A still from a video documenting a Maggiri ceremony carried out by Bissu in Bone. You can watch the full video here (Photo: still from DKB Peringatan Hari Tari Se-Dunia 2016)
Before the integration of the archipelago, Bissu played venerated roles in advising the two ruling kingdoms of South Sulawesi. They lived amongst nobility and were integral parts of social, cultural, and political traditions. In the mid 1960s however, a rise in the Islamic fundamentalist movement of Kahar Muzakar in South Sulawesi saw the mass persecution and disbandment of the Bissu community (Nanda 2014).
Since the 1990s there has been an attempt to revitalise Bissu traditions supported by new regional government policies. They now continue to play a role in local communities by providing blessings at weddings, before harvests, and before Bugis Muslims make the pilgrimage to Mecca. Time-honoured rituals have regrettably been radically simplified —occasionally performed exclusively for tourists (Boellstroff 2005) — and rice fields that were once given to the Bissu community as a form of income have been taken away (Latheif 2004).

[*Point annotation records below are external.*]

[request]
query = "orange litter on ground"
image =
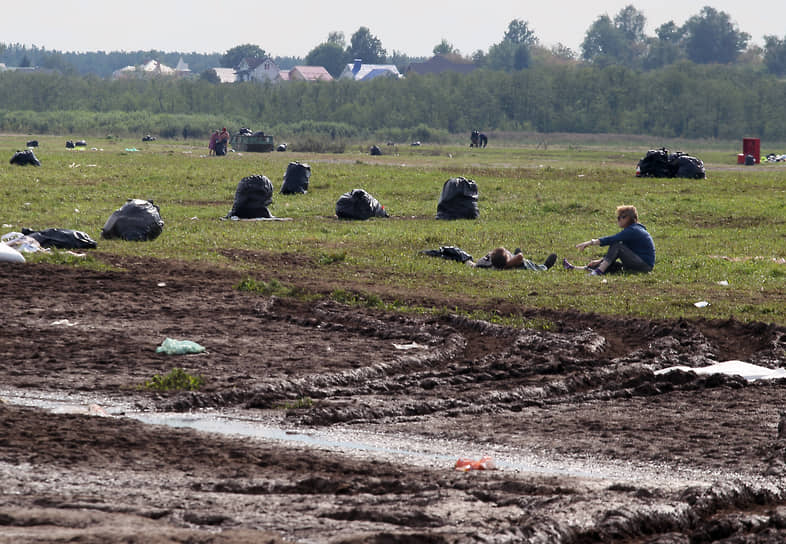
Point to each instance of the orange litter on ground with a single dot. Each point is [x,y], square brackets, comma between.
[484,463]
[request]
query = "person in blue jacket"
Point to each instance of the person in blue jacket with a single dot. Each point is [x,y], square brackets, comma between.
[630,250]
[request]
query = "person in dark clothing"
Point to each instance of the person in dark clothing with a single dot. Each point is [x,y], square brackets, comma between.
[630,250]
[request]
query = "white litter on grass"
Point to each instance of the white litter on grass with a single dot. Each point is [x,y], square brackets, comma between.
[733,368]
[62,322]
[411,345]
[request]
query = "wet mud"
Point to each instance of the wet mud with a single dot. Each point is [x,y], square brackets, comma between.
[618,452]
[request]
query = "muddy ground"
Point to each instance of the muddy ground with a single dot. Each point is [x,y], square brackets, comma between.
[591,445]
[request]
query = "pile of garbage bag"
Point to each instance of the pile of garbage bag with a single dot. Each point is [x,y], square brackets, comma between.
[61,238]
[136,221]
[296,178]
[659,163]
[23,158]
[459,199]
[252,197]
[358,204]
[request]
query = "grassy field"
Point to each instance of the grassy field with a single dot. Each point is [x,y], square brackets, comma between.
[540,196]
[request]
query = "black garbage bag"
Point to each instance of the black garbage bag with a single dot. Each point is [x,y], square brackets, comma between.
[296,178]
[358,204]
[459,199]
[136,221]
[449,252]
[62,238]
[655,164]
[23,158]
[252,197]
[221,148]
[690,167]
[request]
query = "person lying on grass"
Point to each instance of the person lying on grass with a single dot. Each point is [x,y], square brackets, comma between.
[630,250]
[502,259]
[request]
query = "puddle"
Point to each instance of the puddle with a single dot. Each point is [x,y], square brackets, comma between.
[406,449]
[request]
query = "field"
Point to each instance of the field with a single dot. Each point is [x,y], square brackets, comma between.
[381,366]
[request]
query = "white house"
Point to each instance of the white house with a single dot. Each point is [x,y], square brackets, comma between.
[260,70]
[366,72]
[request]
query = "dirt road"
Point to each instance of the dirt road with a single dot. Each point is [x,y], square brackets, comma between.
[591,445]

Though incomplete, these local attempts to rejuvenate gender-diverse identity and tradition exist in stark contrast to the events unfolding in the country’s capital. Just last year, the Human Rights Watch published a report condemning the rise of anti-LGBTQIA+ rhetoric as government officials proposed laws threatening freedom of organisation and censorship (Human Rights Watch 2016). This rhetoric points towards the West as the influence behind LGBTQIA+ rights activism and the destruction of Indonesian society (Topsfield 2017), though we need only to look at the Bugis to see that celebration of diversity has long been an integral part of Indonesian culture.
Reference List
Boellstorff, T. 2005, ‘The Gay Archipelago: Sexuality and Nation in Indonesia’ 1st edn, Princeton University Press, New Jersey.
Hasyim, W. ‘DKB Peringatan Hari Tari Se-Dunia,’ 2016, video, viewed 30 November 2017, <https://www.youtube.com/watch?v=3izxVdDCi5A>
Graham, S. 2004, ’Hunters, wedding mothers, and androgynous priests: Conceptualising gender among Bugis in South Sulawesi, Indonesia’, The University of Western Australia.

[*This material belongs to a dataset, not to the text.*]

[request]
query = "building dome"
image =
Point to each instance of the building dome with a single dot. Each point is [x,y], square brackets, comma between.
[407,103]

Graham, S. 2016, ‘What we can learn from an Indonesian ethnicity that recognizes five genders’ The Conversation, viewed 30 November 2017, <https://theconversation.com/profiles/sharyn-graham-davies-273476>.
Human Rights Watch, ‘“These Political Games Ruin Our Lives” Indonesia’s LGBT Community Under Threat’ viewed 30 November 2017, <https://www.hrw.org/report/2016/08/10/these-political-games-ruin-our-lives/indonesias-lgbt-community-under-threat>.
Lathief, H. 2004, ‘Bissu: pergulatan dan peranannya di masyarakat Bugis’, 1st edn, Desantara, West Java.
Nanda, S. 2014, ‘Gender Diversity: Crosscultural Variations’, 2nd edn, Waveland Press, Illinois.
Riemersma, F. 2015, ‘Indonesia’s transgender priests face uncertain future’, Aljazeera America, viewed 2nd December 2017, <http://america.aljazeera.com/articles/2015/5/12/indonesias-transgender-priests-face-uncertain-future.html>.
Topsfield, J. 2017, ‘Suspicion that LGBT rights are ‘Western agenda’ fuels Indonesian crackdown’, The Sydney Morning Herald, viewed 30 November 2017, <http://www.smh.com.au/world/suspicion-that-lgbt-rights-are-western-agenda-fuels-indonesian-crackdown-20171020-gz5fao.html>.
Umar, U. 2016, ‘Beautiful Lives: Priests, Beauticians, and Performance of Islamic Piety in a Non-Gendered Economy in South Sulawesi, Indonesia’, University of California, California.